On their income tax returns, the brothers depreciated their properties on a 10-year depreciation basis, rather than the 27.5 years required by IRS straight-line depreciation rules. When the IRS denied the accelerated depreciation deductions, and denied the unlimited real estate tax losses against the ordinary job incomes, the brothers took their dispute to the U.S. Tax Court.

If you were the U.S. Tax Court judge would you allow the brothers to use accelerated depreciation and to qualify as real estate professionals?

The judge said no!

There is no question Ulysses Lee and Kai Lee spent considerable time involved with their real estate investment properties, the judge began. They qualify as “material participants” in their real estate ventures, he opined.

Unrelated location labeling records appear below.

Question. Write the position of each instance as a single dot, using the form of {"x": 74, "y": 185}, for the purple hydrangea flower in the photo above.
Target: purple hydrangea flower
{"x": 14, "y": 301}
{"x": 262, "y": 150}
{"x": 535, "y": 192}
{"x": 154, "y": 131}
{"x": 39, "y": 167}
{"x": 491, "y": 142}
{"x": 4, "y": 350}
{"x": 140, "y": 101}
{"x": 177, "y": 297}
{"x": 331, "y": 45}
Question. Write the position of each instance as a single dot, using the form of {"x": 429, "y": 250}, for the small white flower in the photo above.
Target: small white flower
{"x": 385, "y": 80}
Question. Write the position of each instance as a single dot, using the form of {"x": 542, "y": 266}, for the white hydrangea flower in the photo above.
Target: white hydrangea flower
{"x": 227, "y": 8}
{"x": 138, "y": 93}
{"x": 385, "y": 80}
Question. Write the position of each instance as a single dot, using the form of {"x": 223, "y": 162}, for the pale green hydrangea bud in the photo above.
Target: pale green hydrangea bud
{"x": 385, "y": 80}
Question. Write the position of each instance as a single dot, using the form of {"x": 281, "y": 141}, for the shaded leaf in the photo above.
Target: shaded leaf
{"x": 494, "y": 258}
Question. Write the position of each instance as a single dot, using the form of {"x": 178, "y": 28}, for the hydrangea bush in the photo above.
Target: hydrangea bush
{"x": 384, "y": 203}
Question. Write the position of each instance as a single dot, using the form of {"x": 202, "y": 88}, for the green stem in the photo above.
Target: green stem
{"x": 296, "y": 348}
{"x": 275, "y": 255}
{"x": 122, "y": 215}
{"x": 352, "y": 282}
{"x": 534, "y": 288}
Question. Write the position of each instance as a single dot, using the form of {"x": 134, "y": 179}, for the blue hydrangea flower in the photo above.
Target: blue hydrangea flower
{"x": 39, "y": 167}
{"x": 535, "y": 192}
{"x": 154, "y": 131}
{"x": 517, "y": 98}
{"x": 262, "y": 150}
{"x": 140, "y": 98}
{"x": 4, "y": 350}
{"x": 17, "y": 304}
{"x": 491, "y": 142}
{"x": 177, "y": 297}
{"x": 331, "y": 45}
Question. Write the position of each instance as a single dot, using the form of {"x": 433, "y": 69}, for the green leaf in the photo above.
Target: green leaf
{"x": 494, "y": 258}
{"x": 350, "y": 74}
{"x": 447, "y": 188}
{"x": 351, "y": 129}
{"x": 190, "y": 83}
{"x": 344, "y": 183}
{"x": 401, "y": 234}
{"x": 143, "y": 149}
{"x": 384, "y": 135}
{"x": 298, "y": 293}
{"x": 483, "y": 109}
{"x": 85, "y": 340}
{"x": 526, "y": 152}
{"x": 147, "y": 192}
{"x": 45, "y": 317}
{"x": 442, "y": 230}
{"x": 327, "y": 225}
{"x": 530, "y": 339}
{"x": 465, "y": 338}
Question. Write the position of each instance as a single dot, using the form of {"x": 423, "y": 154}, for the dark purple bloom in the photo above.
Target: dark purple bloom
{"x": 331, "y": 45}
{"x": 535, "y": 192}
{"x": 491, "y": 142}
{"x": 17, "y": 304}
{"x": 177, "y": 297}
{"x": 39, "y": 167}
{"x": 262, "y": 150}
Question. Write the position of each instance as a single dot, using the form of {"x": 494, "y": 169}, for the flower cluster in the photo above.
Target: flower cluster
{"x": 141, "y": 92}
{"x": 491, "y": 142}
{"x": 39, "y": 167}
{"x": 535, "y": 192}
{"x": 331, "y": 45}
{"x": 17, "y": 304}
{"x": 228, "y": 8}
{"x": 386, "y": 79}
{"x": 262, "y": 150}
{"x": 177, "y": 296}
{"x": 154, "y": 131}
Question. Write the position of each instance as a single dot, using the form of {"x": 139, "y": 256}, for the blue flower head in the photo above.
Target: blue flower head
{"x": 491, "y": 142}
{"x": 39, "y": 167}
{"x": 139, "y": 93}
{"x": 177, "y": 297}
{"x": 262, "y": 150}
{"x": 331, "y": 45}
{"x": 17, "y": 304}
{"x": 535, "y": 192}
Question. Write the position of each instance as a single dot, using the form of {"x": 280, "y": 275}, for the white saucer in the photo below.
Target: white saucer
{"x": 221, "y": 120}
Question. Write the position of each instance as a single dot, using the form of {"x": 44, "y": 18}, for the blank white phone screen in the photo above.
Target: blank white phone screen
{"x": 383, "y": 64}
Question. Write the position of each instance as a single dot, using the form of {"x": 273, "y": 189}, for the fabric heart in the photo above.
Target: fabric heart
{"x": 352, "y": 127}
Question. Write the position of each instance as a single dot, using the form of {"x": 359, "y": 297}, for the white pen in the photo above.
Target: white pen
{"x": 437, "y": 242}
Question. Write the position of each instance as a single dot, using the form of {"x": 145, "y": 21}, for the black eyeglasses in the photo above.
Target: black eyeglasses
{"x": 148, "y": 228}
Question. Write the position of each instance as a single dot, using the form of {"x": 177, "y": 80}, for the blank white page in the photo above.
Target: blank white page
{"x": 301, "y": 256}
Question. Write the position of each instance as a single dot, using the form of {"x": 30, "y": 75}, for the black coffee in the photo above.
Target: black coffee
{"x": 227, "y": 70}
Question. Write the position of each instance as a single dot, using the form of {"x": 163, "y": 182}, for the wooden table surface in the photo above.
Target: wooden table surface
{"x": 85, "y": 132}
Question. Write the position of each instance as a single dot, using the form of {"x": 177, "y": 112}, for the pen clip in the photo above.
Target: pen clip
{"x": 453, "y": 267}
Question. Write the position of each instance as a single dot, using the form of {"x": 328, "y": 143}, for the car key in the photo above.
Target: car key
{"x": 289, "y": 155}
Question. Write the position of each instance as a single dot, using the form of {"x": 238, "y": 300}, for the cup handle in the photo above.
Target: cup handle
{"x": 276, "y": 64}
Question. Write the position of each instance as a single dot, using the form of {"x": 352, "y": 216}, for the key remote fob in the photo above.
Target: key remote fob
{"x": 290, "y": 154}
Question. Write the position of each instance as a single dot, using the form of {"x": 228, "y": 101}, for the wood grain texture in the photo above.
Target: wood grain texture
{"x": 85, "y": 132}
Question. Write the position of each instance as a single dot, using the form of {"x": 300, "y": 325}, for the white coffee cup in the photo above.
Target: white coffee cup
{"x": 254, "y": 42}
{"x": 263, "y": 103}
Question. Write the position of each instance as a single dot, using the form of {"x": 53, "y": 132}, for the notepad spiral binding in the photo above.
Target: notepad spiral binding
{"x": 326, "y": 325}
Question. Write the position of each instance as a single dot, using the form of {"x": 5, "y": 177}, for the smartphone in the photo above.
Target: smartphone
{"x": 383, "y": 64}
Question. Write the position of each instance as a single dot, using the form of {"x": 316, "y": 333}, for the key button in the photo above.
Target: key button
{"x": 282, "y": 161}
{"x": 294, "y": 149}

However, their “ballpark guesstimate” of the time spent on different real estate activities were not contemporaneous logs, the judge continued. “We do not find the logs, or the testimony accompanying them, credible,” he added.

The judge found 280 hours to close the books on their investments to complete their tax returns, 24 hours to replace miniblinds, 186 hours to show vacant apartments, and 200 hours answering phone calls from prospective tenants over a two-year period to be excessive.

“The exaggeration of their logs of real estate work was matched by understatements of time spent at their full-time jobs,” the judge noted. In addition to the extra tax due, the judge assessed penalties for negligence because neither taxpayer could be considered a real estate professional working at least 750 hours annually.

Based on the 2006 U.S. Tax Court decision in Kai and Ulysses Lee v. Commissioner, 92 Tax Court Memo 2006-193.